The clinic reeked of animal urine, courtesy of the cats that were allowed to roam (and defecate) freely. Furniture and blankets were stained with blood. Instruments were not properly sterilized. Disposable medical supplies were not disposed of; they were reused, over and over again. Medical equipment – such as the defibrillator, the EKG, the pulse oximeter, the blood pressure cuff – was generally broken; even when it worked, it wasn't used. The emergency exit was padlocked shut. And scattered throughout, in cabinets, in the basement, in a freezer, in jars and bags and plastic jugs, were fetal remains. It was a baby charnel house.
Perhaps the most damning testimony so far came on April 4 from Stephen Massof, an unlicensed doctor who worked five years at Gosnell's clinic. Massof testified that because of the high volume of patients at the clinic, "I felt like a firemen in hell. I couldn't put out all the fires." Massof said that he was paid $200-$300 a week and that Gosnell - busted with $250,000 in cash under a mattress – "always led me to believe he was a poor, struggling urban physician and surgeon."
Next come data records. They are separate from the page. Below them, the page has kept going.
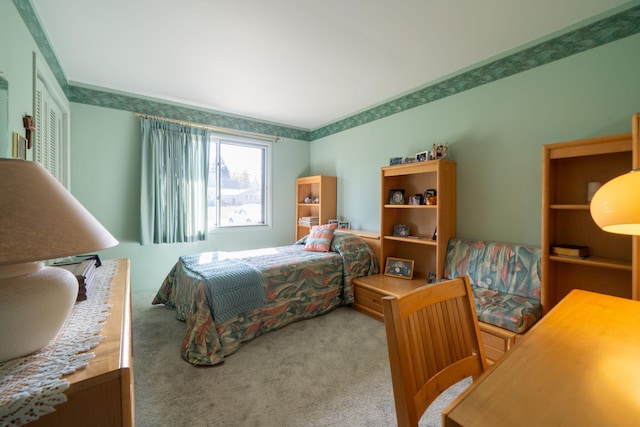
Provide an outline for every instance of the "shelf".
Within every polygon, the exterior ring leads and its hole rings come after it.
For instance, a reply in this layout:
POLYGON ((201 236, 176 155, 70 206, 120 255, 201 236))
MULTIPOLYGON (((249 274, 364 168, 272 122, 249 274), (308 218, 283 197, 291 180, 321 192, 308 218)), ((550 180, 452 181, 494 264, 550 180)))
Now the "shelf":
POLYGON ((555 262, 564 262, 567 264, 578 264, 591 267, 611 268, 616 270, 631 271, 631 261, 603 258, 603 257, 587 257, 575 258, 569 256, 549 255, 549 260, 555 262))
POLYGON ((398 241, 398 242, 414 243, 414 244, 417 244, 417 245, 436 246, 438 244, 437 240, 433 240, 433 239, 428 238, 428 237, 383 236, 382 238, 385 239, 385 240, 395 240, 395 241, 398 241))
MULTIPOLYGON (((318 217, 318 224, 327 224, 337 219, 337 178, 335 176, 316 175, 296 179, 296 223, 302 217, 318 217), (318 198, 318 203, 305 203, 306 197, 318 198)), ((296 224, 296 240, 309 233, 311 225, 296 224)))
POLYGON ((438 205, 384 205, 385 209, 436 209, 438 205))
POLYGON ((573 289, 638 298, 637 237, 607 233, 593 221, 590 182, 606 183, 640 165, 633 133, 546 144, 542 147, 541 296, 543 315, 573 289), (551 255, 556 244, 587 246, 585 258, 551 255))

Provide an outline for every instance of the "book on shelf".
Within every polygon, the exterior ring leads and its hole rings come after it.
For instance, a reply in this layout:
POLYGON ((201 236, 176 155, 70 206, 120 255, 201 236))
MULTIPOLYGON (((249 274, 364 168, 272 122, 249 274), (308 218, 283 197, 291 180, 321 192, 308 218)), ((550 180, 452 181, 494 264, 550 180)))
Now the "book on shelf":
POLYGON ((554 245, 551 247, 551 255, 586 258, 589 256, 589 247, 580 245, 554 245))
POLYGON ((303 216, 298 219, 298 224, 300 225, 318 225, 320 224, 320 218, 317 216, 303 216))

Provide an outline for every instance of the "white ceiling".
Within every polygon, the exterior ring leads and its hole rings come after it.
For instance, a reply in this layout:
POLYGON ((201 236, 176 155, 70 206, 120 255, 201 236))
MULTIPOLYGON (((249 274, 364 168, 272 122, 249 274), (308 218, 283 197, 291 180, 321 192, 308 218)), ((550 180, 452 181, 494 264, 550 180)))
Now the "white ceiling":
POLYGON ((316 129, 627 0, 32 0, 72 84, 316 129))

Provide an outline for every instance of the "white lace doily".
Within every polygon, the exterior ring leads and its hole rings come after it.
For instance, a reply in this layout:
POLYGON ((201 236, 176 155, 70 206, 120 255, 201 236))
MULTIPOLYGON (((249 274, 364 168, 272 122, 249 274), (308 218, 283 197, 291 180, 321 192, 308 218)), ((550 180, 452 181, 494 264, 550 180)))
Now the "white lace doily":
POLYGON ((104 261, 96 268, 94 282, 87 287, 87 299, 77 302, 67 323, 37 353, 0 363, 0 426, 20 426, 53 412, 64 403, 69 387, 63 375, 86 366, 92 349, 102 339, 109 315, 109 298, 117 262, 104 261))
Massof, who pleaded guilty to two counts of third-degree murder, said he witnessed about 100 babies born alive before having their spinal cord "snipped" to ensure death, the AP reported at the time.
White House spokesman Jay Carney commented on the case Monday.
"The president does not and cannot take a position on an ongoing trial, so I won't as well," said Carney, USA Today reported. Carney said Obama was "aware" of the trial and added, "certainly, the things that you hear and read about this case are unsettling."
Gosnell faces the death penalty if convicted. Several former employees, including his wife, have pleaded guilty to various charges.